MJ Murray Vachon LCSW

Can you demystify breath work?

Phyllis Coletta

It makes me so sad and frustrated that the simplest, most human things have been become so complex. Our society tries to grab, complicate, and monetize everything. A lot of this in your personal practice is gonna be you breaking things down for the way it works for you. I used to work in an ER as an EMT, and I would be. Astonished at how people didn't know how to breathe when they were in pain a deep breath lessens everything that's all in through the nose, out through the mouth. I don't know the physiology, I just know that it works and it's free and it's always there, but we're often just breathing really shallow and quickly because we're under so much stress all the time. There's really not a lot to demystify. You took your first breath before you knew what was going on, right? You were an infant, you knew how to breathe as a baby. And we still do. And yet we don't access that and then our body takes over and we breathe shallow, and then that's never good or healthy for us either. It's really simple. Just breathe like you were born to breathe.

MJ Murray Vachon LCSW

That's super helpful. When you say to people part of being quiet is you can expect a lot of noise at first. How long does it take for that noisy brain to settle down a bit? I don't mean like Buddhist monk bit. But just a bit so people begin to get

Phyllis Coletta

some of the treats, not that long, honestly. I began to feel a little bit calmer within a couple of weeks actually, of tiny, like a 10 minute morning meditation practice with no words in my head. I don't do guided meditation. I'm not listening to anybody else tell me what to do, i'm just like being me by myself. If you can do that for five minutes, once a day. For two straight weeks. It takes what, three weeks to create a habit? So if you do just that little and let the thoughts come and go and learn to step back and get a kick outta what's going on in your mind am I really thinking about this right now? What is going on? It's funny. Bring a light touch to it. You'll begin to feel like a spasm of relaxation. If you're tense all the time, after a couple weeks of just a small 10 minute meditation in the morning, you're gonna be like, huh, what is that feeling?

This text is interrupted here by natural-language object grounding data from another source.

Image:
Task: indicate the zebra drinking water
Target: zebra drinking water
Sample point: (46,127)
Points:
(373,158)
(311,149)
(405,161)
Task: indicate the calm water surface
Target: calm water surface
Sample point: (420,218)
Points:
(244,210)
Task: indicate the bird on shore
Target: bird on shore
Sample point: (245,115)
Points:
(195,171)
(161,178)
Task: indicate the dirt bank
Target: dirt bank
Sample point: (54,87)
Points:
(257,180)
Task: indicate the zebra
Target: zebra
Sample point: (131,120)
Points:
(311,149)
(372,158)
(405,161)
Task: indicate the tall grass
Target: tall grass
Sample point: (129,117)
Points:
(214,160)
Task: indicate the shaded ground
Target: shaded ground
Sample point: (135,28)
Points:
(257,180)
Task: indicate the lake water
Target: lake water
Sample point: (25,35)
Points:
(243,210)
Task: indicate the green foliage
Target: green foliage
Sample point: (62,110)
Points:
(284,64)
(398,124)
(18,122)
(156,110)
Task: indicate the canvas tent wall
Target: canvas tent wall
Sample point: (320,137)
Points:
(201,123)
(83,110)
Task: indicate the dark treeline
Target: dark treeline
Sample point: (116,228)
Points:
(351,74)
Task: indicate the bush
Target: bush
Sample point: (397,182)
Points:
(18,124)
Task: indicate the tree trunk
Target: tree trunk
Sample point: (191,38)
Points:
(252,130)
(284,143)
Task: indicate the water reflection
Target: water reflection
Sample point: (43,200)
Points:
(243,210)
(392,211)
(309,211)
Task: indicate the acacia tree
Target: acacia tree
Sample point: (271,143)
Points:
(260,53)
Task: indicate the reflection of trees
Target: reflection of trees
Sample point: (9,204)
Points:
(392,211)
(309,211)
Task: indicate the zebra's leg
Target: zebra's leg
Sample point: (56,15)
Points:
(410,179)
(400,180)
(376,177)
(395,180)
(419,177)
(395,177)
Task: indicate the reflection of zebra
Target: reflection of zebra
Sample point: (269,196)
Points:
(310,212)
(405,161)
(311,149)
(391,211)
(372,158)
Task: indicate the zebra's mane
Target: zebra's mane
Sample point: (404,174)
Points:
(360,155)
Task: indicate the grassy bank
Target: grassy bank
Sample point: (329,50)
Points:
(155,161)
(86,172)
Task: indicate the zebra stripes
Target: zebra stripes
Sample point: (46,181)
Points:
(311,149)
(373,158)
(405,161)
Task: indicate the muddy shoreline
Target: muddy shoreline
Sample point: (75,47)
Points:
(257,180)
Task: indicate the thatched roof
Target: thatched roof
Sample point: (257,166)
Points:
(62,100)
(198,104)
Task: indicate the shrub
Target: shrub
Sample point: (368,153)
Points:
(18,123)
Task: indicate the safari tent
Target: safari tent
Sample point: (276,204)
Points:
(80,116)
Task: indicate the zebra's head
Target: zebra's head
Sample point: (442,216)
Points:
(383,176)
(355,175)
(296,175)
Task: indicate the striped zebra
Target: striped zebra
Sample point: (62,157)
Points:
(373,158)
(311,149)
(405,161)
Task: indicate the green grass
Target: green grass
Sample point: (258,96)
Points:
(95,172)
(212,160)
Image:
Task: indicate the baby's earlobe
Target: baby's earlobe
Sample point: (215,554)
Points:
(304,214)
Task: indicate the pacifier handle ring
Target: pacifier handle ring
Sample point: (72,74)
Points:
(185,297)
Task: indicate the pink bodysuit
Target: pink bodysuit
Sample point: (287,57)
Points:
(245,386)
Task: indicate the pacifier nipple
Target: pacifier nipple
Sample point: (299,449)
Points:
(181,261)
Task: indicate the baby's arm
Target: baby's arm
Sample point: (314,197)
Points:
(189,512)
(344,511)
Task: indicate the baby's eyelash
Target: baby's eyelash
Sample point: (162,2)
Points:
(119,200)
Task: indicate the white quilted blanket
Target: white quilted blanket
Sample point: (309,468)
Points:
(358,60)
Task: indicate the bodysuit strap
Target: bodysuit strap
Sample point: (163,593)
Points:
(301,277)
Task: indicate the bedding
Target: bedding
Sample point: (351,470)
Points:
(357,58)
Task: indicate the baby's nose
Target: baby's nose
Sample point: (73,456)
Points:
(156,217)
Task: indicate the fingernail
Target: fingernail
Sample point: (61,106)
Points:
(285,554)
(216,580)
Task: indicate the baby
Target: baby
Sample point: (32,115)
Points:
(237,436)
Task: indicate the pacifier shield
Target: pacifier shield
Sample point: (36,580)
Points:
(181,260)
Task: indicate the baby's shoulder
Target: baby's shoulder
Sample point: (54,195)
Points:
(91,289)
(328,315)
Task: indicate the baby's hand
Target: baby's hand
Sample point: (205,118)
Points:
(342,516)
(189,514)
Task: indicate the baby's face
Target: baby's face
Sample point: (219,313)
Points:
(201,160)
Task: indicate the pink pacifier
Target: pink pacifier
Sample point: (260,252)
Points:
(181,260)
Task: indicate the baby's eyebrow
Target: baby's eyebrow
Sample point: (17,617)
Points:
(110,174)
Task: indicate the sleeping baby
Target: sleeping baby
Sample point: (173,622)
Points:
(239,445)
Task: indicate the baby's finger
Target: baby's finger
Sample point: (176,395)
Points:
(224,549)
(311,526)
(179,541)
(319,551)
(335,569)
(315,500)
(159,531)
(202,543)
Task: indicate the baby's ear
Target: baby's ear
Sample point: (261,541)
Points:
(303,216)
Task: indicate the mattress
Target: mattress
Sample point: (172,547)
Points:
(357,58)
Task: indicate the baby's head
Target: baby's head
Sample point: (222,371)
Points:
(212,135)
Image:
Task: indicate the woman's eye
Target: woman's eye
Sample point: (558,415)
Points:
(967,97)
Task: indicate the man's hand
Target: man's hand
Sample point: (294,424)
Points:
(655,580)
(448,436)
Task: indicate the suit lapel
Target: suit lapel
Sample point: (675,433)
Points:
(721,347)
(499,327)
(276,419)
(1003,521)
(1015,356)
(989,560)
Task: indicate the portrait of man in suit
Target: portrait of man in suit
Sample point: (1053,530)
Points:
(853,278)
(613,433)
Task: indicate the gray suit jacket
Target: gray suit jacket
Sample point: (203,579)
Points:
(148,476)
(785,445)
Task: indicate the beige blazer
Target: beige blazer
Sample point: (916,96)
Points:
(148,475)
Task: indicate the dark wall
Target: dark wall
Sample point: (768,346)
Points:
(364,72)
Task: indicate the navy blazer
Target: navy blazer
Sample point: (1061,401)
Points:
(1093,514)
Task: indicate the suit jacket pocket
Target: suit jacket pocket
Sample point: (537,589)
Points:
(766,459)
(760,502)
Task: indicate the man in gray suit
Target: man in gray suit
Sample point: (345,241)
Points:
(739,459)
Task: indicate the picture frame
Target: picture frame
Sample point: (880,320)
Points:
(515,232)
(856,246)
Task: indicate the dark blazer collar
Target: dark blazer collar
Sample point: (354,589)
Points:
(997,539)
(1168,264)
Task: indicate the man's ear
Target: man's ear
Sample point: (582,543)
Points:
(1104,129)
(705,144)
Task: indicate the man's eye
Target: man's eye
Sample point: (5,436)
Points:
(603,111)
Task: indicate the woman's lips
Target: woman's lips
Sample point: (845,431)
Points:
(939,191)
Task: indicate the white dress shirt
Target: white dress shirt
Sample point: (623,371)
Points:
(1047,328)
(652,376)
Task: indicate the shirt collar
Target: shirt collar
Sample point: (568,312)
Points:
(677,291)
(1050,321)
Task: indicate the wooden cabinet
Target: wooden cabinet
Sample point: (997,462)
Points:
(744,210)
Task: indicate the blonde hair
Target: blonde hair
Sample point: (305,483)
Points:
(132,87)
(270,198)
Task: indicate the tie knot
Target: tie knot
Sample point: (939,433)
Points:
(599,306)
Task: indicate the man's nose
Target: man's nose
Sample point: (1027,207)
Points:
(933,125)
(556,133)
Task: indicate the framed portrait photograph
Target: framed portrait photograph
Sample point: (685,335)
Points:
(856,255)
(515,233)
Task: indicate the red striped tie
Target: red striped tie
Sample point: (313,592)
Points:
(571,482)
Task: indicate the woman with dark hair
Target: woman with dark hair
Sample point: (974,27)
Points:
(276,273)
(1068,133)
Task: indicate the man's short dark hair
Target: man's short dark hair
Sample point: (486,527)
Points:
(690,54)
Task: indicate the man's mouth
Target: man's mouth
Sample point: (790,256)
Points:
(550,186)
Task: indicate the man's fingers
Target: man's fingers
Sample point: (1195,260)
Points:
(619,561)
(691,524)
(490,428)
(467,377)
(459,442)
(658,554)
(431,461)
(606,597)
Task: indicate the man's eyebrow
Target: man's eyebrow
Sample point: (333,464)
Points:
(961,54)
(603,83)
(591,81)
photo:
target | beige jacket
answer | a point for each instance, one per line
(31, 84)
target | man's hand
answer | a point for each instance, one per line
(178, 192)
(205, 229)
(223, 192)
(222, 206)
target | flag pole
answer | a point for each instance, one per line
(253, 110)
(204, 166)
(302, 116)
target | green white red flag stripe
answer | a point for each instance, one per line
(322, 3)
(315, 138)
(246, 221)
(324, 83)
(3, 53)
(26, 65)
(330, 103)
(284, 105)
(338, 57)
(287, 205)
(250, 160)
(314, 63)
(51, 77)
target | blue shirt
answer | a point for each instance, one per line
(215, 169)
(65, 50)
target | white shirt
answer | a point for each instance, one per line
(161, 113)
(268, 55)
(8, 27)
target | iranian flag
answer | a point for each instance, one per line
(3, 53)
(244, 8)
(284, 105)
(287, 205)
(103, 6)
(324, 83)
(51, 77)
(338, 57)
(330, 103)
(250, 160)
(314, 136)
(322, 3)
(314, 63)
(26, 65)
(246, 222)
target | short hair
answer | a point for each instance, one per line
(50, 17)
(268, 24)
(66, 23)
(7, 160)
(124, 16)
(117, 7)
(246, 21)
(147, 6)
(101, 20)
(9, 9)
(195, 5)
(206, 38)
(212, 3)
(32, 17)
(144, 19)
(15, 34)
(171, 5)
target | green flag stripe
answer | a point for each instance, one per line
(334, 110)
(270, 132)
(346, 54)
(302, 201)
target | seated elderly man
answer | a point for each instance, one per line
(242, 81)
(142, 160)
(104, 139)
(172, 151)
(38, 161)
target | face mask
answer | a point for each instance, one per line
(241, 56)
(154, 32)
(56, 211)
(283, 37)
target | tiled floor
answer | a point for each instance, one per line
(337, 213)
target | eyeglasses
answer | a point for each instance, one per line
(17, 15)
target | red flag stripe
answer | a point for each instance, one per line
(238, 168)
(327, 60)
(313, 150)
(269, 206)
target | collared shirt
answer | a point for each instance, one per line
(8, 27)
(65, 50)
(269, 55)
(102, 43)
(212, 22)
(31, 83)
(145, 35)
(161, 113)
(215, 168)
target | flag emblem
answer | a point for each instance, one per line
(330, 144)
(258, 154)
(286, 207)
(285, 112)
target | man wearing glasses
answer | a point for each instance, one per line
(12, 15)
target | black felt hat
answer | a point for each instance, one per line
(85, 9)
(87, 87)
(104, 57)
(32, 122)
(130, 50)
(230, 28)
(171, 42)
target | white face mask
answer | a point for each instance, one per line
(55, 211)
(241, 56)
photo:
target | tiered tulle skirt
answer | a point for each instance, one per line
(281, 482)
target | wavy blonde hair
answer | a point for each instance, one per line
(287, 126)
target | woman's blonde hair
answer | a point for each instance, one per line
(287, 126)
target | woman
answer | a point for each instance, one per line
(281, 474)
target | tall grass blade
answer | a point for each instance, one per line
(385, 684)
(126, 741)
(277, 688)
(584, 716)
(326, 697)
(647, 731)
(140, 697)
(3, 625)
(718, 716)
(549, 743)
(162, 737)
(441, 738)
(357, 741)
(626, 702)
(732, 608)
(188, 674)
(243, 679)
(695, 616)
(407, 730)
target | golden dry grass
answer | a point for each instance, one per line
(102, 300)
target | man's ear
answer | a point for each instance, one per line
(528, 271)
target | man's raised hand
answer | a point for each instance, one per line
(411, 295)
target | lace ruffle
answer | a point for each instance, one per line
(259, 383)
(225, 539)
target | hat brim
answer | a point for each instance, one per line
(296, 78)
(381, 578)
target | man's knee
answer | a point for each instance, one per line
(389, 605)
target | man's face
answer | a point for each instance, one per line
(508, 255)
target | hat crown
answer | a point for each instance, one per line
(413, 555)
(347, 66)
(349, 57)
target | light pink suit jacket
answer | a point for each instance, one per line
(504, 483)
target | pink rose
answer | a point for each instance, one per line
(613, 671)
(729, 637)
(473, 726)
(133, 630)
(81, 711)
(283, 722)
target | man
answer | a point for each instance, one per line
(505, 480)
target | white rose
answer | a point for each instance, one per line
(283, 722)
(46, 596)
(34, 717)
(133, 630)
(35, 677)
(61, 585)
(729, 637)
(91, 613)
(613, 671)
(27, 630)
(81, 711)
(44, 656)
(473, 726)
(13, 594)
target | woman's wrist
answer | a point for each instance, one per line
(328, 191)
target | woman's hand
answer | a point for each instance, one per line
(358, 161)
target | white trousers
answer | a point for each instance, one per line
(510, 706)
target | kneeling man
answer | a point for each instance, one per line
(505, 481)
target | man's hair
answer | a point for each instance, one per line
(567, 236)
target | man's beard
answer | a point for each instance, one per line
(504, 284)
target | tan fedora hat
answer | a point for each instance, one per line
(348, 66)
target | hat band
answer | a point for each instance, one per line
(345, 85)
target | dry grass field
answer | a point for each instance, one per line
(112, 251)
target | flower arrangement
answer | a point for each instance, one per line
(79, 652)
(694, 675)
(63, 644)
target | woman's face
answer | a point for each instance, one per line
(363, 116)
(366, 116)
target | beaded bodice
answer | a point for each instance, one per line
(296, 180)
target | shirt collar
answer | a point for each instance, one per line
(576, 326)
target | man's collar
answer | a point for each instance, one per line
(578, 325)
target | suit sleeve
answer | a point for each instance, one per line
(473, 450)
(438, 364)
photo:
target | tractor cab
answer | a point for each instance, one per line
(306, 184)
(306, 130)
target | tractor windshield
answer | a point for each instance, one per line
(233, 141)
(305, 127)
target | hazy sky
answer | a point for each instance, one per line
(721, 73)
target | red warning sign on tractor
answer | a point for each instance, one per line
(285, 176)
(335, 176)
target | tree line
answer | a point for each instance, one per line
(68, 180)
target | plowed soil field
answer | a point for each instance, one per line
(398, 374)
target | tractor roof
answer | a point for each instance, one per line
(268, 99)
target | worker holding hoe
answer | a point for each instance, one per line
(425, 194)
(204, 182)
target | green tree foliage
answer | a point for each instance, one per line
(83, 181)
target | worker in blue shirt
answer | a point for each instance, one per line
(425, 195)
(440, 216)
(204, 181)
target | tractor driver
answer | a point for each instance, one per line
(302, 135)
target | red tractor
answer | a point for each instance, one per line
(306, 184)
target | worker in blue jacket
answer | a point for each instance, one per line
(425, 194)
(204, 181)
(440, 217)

And you'll be like, oh, I'm relaxed. Relaxation is. Foreign to many of us'cause we're so stressed out. It takes a little while longer to get to really a very peaceful, quiet, empty mind. But I've been meditating for 15 years. Thinking, happens all the time. I just let it go. It comes like a leaf on a river. It goes in, it goes back, That's the whole, all you have to do is just not stay stuck on it. And whenever I would stop meditating, my life would get more cranky, more messy. And I'd be like, oh, I gotta go back to my little 10 minutes in the morning. And then I became different. My life was the same, but I was seeing things and feeling things differently. It's unbelievably effective and it's free and we can do it. There's 8 billion people in the world. If just 2 billion learned how to meditate and calm their minds, the whole world would be a different place.

MJ Murray Vachon LCSW

Every Monday I give an Inner Challenge, and of course the Inner Challenge today is very simple. All I want you to do for the Inner Challenge is to sit, just choose a place on the floor in a chair. Don't overthink it. Just do it. And notice your mind for one minute. Our takeaway message is calm doesn't really come from forcing our mind to behave. It comes from deciding that I'm gonna relate to my mind differently. I wanna thank you because you're so articulate. This is such a fun and wise framework to do something that not only our body and our mind needs, but our soul needs.

Thanks for listening, and I'll be back on Monday with more creating midlife calm.